Kilise binasının nefle doğrudan ilgili olan bir diğer unsuru da vaftizhanedir - özellikle vaftiz için tasarlanmış bir yer. Başlangıçta vaftizhaneler ayrı binalar olarak inşa edilmişti, ancak daha sonra doğrudan nefe bağlanan odalar olarak inşa edilmeye başlandı. Eski kiliselerde vaftiz kasesi büyüktü ve bir yetişkinin suya batırılması için tasarlandı; daha sonra yazı tipi çok daha küçük hale geldi, şimdi bebekler için tasarlandı. Bunlar genellikle sekizgen şeklindedir ve Mesih'in "sekizinci günde" dirilişini gösterir (Pazar, İncil haftasının yedinci günü olan Cumartesi'yi takip eder). Yani sekiz rakamı temsil ediyor yeni bir şafak Hıristiyan ruhu için. Bazı yüzyıllarda vaftiz yazı tipini doğrudan nefe yerleştirmek gelenekseldi. Sonra kendisi bir sekizgenin taslağını elde etti.

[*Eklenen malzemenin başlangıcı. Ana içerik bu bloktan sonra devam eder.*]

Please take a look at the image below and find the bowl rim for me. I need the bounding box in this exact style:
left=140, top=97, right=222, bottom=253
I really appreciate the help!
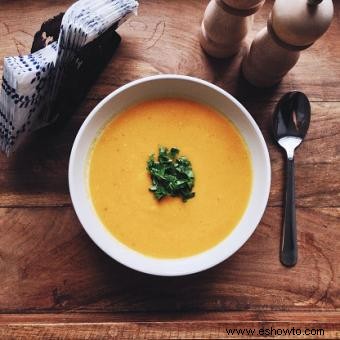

Yazı tipi ve vaftizhaneyle ilişkili dini güzel sanatlar, çoğunlukla Mesih'in St. Hazreti Yahya. Vaftiz, Kutsal Ruh'un vaftiz edilen kişinin ruhuna gönderilmesi olduğundan, bir diğer popüler imge de Kutsal Ruh'u temsil eden güvercindir.

Belki de çoğu zaman nef, diz çökmek için daha küçük banklarla donatılmış oturma bankları olmadan tamamlanmamıştır. Banklar genellikle ahşaptan yapılır ve bir sırt ile donatılmıştır ve banklar genellikle yumuşak yastıklarla döşenir. Bankların yanlarına ya da sırtlarına görseller yerleştirilebilir.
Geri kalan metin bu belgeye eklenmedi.